Helsinki has achieved something extraordinary: it hasn’t recorded a single traffic death in the past 12 months. As reported by Yle, the last fatality occurred in early July 2024 in the Kontula district. City and police officials have confirmed this milestone as the result of a long-running road safety initiative.
Traffic engineer Roni Utriainen explained that several measures played a role in this achievement, but reducing vehicle speeds has been the most effective. Today, more than half of Helsinki’s streets have a 30 km/h speed limit, down from 50 km/h in decades past, dramatically lowering the risk of fatal collisions, especially for pedestrians.
How Helsinki redesigned its roads, and its priorities
The city has approached safety from every angle. Over recent years, it has overhauled crossings and cycle paths, narrowed roadways, planted trees to naturally slow traffic, and installed 70 new automated traffic cameras, which are all part of Helsinki’s Vision Zero strategy. Improvements to public transport and increased cycling have also played a major part in reducing the number of cars on the road.
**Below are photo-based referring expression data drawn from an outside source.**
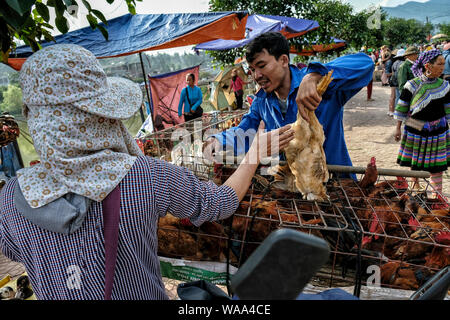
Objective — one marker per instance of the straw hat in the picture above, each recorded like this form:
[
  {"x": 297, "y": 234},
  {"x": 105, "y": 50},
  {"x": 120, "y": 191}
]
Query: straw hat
[
  {"x": 400, "y": 53},
  {"x": 70, "y": 74},
  {"x": 411, "y": 50}
]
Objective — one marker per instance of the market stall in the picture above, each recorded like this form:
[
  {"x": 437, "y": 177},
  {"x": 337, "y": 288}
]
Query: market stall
[{"x": 385, "y": 240}]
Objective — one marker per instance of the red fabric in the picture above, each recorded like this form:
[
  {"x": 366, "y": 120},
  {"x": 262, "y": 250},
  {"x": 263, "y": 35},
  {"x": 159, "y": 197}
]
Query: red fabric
[{"x": 166, "y": 91}]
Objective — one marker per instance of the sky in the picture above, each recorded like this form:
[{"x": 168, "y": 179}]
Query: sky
[{"x": 119, "y": 8}]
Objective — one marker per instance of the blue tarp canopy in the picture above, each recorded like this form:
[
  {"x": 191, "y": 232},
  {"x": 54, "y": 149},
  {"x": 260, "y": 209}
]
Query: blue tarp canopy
[
  {"x": 130, "y": 34},
  {"x": 258, "y": 24}
]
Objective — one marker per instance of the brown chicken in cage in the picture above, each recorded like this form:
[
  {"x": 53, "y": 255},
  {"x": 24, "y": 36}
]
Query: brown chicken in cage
[
  {"x": 399, "y": 275},
  {"x": 179, "y": 238}
]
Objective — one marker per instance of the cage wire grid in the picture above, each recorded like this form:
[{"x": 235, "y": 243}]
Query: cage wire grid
[{"x": 344, "y": 221}]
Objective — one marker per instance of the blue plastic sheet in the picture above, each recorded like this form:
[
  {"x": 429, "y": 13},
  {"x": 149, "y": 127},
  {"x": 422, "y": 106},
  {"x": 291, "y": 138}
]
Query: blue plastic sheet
[
  {"x": 258, "y": 24},
  {"x": 134, "y": 33}
]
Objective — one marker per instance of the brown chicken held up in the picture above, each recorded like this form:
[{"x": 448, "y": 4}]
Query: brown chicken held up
[{"x": 305, "y": 155}]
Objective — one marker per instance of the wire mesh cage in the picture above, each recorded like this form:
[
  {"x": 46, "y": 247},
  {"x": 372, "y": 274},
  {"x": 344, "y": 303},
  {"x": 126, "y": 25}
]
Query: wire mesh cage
[
  {"x": 393, "y": 233},
  {"x": 161, "y": 143}
]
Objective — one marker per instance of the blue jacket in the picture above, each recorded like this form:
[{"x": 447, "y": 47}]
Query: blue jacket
[
  {"x": 195, "y": 96},
  {"x": 446, "y": 54},
  {"x": 351, "y": 73}
]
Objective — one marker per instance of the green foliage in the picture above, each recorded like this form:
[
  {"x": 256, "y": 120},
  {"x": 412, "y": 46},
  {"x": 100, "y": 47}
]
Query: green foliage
[
  {"x": 28, "y": 20},
  {"x": 12, "y": 100},
  {"x": 444, "y": 28},
  {"x": 336, "y": 19},
  {"x": 401, "y": 31}
]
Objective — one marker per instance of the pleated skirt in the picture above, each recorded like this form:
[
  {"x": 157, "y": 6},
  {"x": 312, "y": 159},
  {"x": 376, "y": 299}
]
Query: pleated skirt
[{"x": 428, "y": 153}]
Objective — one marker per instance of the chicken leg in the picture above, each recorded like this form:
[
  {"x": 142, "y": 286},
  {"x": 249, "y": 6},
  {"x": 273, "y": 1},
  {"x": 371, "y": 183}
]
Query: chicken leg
[{"x": 305, "y": 155}]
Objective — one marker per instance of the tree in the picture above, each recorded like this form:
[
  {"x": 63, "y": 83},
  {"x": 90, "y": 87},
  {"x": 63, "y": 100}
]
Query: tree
[
  {"x": 401, "y": 31},
  {"x": 29, "y": 21},
  {"x": 336, "y": 19}
]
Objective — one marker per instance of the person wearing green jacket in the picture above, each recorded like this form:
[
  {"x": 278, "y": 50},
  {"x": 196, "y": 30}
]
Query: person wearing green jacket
[{"x": 404, "y": 72}]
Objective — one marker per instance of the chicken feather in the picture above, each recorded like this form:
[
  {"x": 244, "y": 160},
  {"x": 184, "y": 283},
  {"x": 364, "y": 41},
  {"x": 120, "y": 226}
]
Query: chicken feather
[{"x": 305, "y": 155}]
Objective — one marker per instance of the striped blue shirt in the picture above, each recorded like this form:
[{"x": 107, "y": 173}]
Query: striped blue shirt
[{"x": 73, "y": 266}]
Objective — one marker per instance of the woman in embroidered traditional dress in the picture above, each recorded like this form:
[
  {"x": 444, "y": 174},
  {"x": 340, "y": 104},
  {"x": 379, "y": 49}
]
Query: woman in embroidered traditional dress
[{"x": 424, "y": 107}]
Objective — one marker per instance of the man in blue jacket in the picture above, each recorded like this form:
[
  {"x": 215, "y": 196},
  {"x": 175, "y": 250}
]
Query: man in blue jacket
[
  {"x": 286, "y": 89},
  {"x": 191, "y": 96}
]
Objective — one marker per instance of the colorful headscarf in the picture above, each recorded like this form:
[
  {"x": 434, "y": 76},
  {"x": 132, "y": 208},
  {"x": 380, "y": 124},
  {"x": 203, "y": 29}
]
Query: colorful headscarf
[{"x": 423, "y": 59}]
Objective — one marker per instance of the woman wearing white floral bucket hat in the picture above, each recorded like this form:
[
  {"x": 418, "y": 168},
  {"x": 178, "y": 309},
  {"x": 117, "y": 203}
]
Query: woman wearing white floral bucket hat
[{"x": 57, "y": 215}]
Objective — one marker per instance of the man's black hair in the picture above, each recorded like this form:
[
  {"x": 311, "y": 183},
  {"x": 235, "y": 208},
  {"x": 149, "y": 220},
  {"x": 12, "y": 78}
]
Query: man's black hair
[{"x": 274, "y": 42}]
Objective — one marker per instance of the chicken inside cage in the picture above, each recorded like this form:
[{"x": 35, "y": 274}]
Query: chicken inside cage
[{"x": 375, "y": 220}]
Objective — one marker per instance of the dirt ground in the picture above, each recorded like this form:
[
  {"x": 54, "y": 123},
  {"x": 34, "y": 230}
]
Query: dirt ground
[{"x": 369, "y": 131}]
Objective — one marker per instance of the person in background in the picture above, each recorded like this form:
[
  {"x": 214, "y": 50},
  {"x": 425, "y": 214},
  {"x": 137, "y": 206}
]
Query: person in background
[
  {"x": 404, "y": 72},
  {"x": 446, "y": 54},
  {"x": 370, "y": 85},
  {"x": 388, "y": 71},
  {"x": 424, "y": 108},
  {"x": 385, "y": 56},
  {"x": 393, "y": 81},
  {"x": 237, "y": 85},
  {"x": 288, "y": 92},
  {"x": 53, "y": 215},
  {"x": 191, "y": 97}
]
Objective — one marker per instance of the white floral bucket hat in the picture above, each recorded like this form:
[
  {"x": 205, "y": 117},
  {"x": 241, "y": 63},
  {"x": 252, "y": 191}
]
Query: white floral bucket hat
[{"x": 73, "y": 111}]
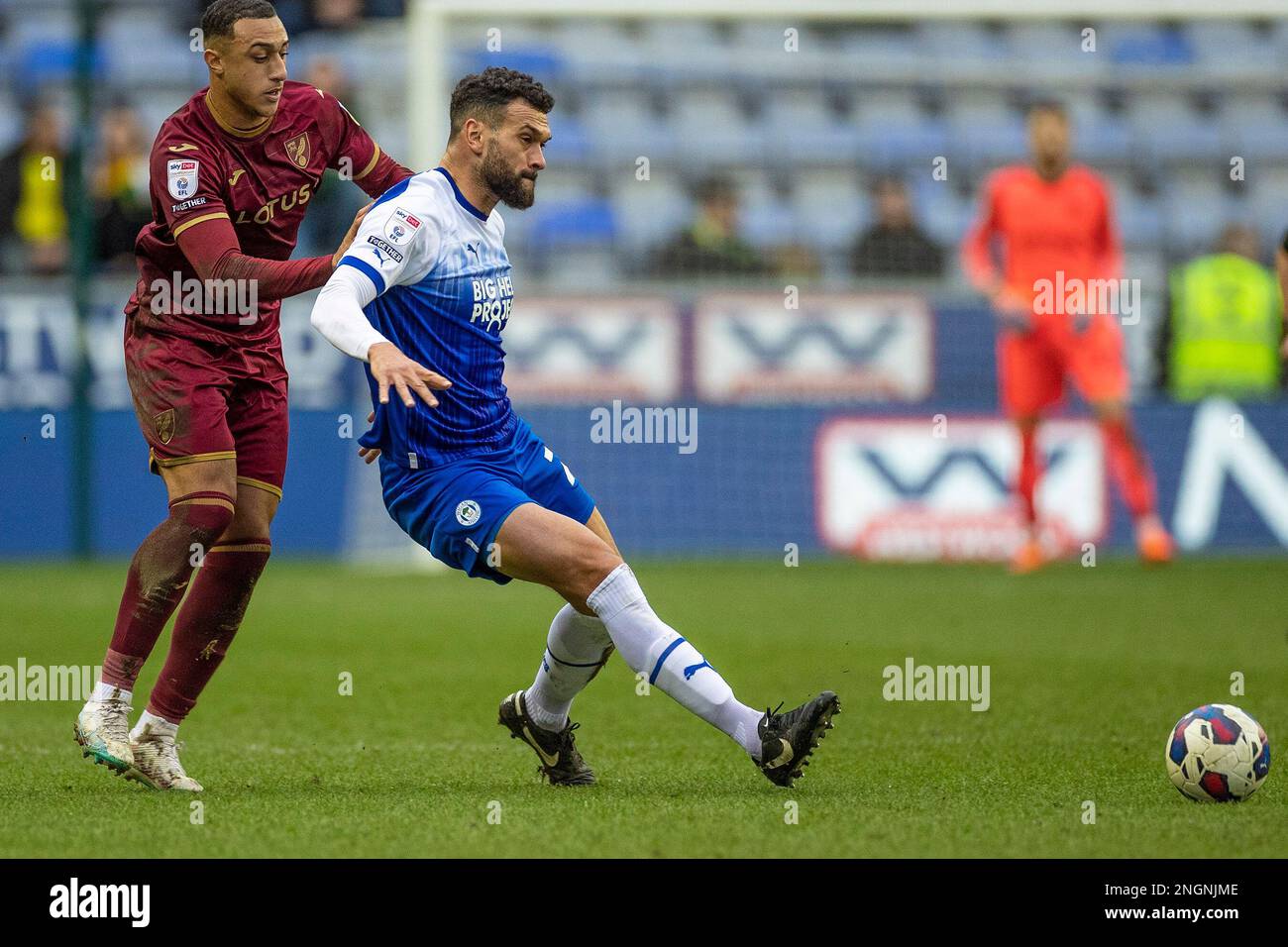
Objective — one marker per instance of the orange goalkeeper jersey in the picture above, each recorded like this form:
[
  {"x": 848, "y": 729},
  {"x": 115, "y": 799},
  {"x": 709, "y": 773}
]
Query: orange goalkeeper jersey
[{"x": 1039, "y": 228}]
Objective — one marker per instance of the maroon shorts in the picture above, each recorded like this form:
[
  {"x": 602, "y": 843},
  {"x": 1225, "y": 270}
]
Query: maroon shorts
[{"x": 206, "y": 401}]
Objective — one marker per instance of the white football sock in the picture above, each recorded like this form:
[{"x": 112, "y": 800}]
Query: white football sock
[
  {"x": 103, "y": 692},
  {"x": 652, "y": 647},
  {"x": 159, "y": 725},
  {"x": 576, "y": 648}
]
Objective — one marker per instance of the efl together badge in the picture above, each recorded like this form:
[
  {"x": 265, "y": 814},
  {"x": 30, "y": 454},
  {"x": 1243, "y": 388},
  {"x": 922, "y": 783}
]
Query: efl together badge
[{"x": 181, "y": 178}]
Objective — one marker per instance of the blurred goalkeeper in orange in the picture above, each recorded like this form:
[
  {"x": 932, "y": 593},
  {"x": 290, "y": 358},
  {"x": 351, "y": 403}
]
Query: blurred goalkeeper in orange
[{"x": 1057, "y": 261}]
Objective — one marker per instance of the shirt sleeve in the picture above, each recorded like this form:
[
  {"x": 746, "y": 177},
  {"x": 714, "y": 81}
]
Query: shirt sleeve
[
  {"x": 978, "y": 245},
  {"x": 1108, "y": 240},
  {"x": 397, "y": 243},
  {"x": 338, "y": 313},
  {"x": 357, "y": 153},
  {"x": 185, "y": 179}
]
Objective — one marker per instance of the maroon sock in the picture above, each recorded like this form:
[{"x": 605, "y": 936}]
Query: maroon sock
[
  {"x": 1030, "y": 470},
  {"x": 1129, "y": 467},
  {"x": 158, "y": 578},
  {"x": 206, "y": 624}
]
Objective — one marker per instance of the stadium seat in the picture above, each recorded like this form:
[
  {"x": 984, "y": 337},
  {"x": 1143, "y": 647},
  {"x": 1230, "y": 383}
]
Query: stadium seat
[
  {"x": 1197, "y": 205},
  {"x": 1138, "y": 215},
  {"x": 961, "y": 42},
  {"x": 572, "y": 222},
  {"x": 713, "y": 128},
  {"x": 987, "y": 128},
  {"x": 1254, "y": 125},
  {"x": 1145, "y": 46},
  {"x": 622, "y": 125},
  {"x": 649, "y": 211},
  {"x": 1228, "y": 46},
  {"x": 1269, "y": 200},
  {"x": 597, "y": 51},
  {"x": 1038, "y": 44},
  {"x": 894, "y": 131},
  {"x": 945, "y": 211},
  {"x": 1166, "y": 127}
]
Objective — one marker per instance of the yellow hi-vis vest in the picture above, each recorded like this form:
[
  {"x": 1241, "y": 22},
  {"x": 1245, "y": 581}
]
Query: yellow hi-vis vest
[{"x": 1227, "y": 324}]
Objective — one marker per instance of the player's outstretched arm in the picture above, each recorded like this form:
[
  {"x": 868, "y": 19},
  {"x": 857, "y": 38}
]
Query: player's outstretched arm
[
  {"x": 338, "y": 316},
  {"x": 214, "y": 252}
]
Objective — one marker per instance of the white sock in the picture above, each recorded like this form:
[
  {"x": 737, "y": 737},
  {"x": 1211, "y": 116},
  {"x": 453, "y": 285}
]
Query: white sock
[
  {"x": 103, "y": 692},
  {"x": 576, "y": 648},
  {"x": 649, "y": 646},
  {"x": 159, "y": 724}
]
Injuries are also down significantly. Helsinki recorded just 277 traffic-related injuries in the past year, compared to nearly 1,000 annually in the 1980s, when traffic deaths could reach 30 per year. The shift is the result of consistent data-driven planning and public support.
As noted in ZME Science, real-time traffic data and bike-share statistics have helped officials target trouble spots and adapt infrastructure to actual use. It’s this kind of attention to lived experience, not just theory, that’s pushed Helsinki further than many of its European neighbours.
Urban mobility experts, including those highlighted in a LinkedIn analysis, credit the city’s success to an approach that treats deaths and serious injuries as preventable, not inevitable.
What Helsinki’s success means for other cities
Helsinki’s feat isn’t just a local triumph. As Politico Europe points out, it raises important questions about what’s achievable elsewhere. With around 690,000 residents in the city and 1.5 million in the metro area, Helsinki is not a sleepy village; it’s a capital that decided to put safety at the core of its transport design.
The city isn’t easing up either. Since early 2025, new reductions to speed limits near schools have been introduced, along with plans to expand pedestrian and scooter infrastructure. The growing popularity of e-scooters in recent years has also prompted tighter rules and clearer separation from foot traffic, according to Yle.
Other Nordic cities like Oslo and Stockholm have seen major progress with similar strategies, but Helsinki’s zero-death year sets a new bar. It suggests that with the right investment, policies, and public buy-in, urban roads can genuinely become safer for everyone.
As cities around the world wrestle with rising traffic deaths and the limits of traditional road design, Helsinki’s approach offers a rare thing: proof that a different path works, and that the ultimate goal of zero fatalities doesn’t have to stay theoretical.